Incident report hosting outages 21 May 2012

On Monday May 21, 2012, our hosting platform was hit by two separate incidents, which were actually completely unrelated.

At 09:19 local time (03.19AM EDT), a problem occurred in one of the primary database servers, as a result of a routine task, importing a database. The effect was that this database server was not responding as quickly as it should, which in turn caused problems for the so called ‘delivery devices’. They could no longer communicate with the database server and started to crash. Because the primary database server was still functioning well at the hardware level, the problem was initially not noticed by our automated monitoring, but when the delivery devices started to get in trouble, technicians on duty were alerted. They initiated a “fail over” to the secondary database server manually, thus correcting the problem. After the primary database server was reset, the normal situation was reinstated. This incident lasted for a total of about 4 minutes and ended at 09:23 local time (03.23AM EDT).

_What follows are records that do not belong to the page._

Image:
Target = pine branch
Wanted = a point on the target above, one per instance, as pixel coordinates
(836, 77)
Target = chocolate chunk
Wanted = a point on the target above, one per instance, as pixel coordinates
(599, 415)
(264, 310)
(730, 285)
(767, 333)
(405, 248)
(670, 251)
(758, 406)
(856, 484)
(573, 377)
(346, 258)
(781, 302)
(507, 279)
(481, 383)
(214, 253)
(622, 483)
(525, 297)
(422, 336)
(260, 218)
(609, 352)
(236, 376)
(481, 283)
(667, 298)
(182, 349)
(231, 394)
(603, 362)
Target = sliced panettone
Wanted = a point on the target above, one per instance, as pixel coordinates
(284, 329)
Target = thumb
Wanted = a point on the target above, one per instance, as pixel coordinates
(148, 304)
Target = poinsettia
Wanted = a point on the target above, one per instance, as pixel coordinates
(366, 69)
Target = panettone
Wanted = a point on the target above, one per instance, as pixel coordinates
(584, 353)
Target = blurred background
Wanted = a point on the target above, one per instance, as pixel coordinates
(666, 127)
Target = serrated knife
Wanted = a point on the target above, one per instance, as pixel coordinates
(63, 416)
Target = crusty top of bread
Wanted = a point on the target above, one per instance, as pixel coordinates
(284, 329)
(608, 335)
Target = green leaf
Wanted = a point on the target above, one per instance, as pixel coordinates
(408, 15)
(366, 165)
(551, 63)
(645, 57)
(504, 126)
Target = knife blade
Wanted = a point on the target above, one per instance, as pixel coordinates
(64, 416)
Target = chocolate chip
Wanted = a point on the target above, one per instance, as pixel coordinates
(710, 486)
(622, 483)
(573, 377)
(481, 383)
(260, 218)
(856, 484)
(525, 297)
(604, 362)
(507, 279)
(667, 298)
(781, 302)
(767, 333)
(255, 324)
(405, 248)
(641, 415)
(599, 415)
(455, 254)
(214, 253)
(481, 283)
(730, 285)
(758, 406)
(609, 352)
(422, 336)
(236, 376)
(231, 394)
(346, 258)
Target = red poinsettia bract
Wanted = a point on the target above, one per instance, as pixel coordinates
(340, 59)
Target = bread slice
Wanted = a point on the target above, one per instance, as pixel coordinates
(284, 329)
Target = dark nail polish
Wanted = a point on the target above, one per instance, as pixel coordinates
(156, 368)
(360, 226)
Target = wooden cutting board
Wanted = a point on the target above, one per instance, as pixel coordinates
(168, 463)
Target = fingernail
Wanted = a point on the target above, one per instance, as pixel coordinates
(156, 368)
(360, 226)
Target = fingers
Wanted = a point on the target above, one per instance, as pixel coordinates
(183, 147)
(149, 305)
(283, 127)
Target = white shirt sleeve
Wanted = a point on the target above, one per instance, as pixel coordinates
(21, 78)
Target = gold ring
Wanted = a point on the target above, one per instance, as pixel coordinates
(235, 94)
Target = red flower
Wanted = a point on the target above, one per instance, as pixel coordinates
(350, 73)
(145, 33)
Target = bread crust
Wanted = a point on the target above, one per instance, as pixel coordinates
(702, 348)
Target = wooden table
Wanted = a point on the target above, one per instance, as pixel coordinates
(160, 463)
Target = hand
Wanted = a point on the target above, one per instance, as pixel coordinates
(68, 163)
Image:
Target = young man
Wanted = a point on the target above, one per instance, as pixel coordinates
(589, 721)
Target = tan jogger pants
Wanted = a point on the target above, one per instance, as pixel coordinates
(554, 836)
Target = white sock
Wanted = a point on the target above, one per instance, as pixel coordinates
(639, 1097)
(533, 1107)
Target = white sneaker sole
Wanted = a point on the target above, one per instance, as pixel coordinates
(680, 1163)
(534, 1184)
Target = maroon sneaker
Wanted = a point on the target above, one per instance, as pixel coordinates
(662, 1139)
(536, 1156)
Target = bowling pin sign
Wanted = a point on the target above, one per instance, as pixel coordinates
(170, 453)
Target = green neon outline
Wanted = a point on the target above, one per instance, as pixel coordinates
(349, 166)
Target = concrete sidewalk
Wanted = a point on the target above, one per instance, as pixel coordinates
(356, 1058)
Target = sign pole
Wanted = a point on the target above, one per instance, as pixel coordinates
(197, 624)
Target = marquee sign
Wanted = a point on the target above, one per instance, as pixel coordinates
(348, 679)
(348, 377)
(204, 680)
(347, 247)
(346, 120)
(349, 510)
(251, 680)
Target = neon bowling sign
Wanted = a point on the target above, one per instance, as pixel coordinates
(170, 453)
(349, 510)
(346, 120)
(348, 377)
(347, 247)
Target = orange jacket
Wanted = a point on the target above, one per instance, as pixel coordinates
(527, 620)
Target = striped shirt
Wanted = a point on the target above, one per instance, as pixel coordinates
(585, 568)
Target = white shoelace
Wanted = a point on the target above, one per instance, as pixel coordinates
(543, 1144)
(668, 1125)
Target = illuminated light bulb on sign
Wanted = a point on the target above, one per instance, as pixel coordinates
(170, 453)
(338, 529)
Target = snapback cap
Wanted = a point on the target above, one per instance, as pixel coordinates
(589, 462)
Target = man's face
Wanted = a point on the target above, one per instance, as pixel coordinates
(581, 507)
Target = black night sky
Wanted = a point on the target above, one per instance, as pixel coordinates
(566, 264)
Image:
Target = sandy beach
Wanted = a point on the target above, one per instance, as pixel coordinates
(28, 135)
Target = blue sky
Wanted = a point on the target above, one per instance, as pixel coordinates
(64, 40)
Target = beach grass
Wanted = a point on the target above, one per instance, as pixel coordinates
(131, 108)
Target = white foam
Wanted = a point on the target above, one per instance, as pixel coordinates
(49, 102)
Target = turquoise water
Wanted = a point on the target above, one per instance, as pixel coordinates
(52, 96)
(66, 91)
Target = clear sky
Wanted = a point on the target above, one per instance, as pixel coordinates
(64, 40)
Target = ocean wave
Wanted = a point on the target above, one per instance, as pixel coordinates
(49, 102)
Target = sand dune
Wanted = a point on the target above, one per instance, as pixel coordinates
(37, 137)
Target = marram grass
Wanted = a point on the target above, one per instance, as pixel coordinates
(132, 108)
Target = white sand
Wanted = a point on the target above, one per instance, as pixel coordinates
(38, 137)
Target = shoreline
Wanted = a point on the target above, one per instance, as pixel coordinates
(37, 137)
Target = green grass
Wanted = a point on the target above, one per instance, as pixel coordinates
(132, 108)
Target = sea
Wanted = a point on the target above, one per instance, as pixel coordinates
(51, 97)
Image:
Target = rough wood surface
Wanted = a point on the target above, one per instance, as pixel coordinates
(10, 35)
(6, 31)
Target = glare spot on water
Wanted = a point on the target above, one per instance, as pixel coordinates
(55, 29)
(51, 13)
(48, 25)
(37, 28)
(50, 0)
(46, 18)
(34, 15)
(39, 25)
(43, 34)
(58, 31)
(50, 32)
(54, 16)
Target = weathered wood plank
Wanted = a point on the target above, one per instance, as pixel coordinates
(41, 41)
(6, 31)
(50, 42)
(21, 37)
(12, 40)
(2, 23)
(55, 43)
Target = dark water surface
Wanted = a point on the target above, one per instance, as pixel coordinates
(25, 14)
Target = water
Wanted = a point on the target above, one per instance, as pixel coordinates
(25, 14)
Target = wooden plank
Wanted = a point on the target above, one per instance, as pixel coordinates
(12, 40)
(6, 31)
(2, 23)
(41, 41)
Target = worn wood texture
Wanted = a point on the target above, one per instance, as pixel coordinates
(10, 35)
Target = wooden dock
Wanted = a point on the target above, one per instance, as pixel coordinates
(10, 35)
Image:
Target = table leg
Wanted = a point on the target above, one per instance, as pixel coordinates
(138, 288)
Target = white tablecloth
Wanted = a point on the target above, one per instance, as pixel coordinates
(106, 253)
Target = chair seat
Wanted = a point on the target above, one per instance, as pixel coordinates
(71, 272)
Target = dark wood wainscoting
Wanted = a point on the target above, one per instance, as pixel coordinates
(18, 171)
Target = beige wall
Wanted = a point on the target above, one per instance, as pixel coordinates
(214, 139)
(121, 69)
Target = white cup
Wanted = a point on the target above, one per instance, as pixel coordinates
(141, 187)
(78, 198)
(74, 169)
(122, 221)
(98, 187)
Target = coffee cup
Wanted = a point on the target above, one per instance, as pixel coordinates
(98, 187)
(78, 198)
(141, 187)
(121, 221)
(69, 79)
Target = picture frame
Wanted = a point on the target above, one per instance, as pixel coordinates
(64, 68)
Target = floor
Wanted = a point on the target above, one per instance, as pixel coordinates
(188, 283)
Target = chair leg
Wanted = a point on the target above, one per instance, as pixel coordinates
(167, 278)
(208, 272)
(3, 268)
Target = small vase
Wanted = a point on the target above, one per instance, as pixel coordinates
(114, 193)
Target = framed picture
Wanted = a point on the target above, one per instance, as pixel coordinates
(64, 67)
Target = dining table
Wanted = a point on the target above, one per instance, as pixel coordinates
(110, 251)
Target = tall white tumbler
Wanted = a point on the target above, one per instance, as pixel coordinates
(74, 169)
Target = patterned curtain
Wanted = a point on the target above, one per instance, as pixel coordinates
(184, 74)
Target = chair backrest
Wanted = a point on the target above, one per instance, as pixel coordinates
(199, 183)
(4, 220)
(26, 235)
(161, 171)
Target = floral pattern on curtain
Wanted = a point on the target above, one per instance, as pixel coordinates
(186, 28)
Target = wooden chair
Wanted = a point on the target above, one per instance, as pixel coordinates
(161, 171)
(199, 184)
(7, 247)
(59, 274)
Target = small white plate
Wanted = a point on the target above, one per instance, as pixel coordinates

At 23:42 local time (5.42PM EDT), a problem occurred in one of the so called ‘routers’, these are hardware devices in our data center. This resulted in a total outage of all network traffic inside the data center. The automated fail-over to the backup router did not happen, thus prompting a technician on site to manually initiate the fail-over procedure at 23.55 local time. This outage lasted for a total of about 14 minutes and ended at 23:56 (5.46PM EDT). We are investigating why the problem in the router was not noticed by monitoring software.

We apologize for the inconvenience these two outages must have caused, especially since they happened in such a short space of time.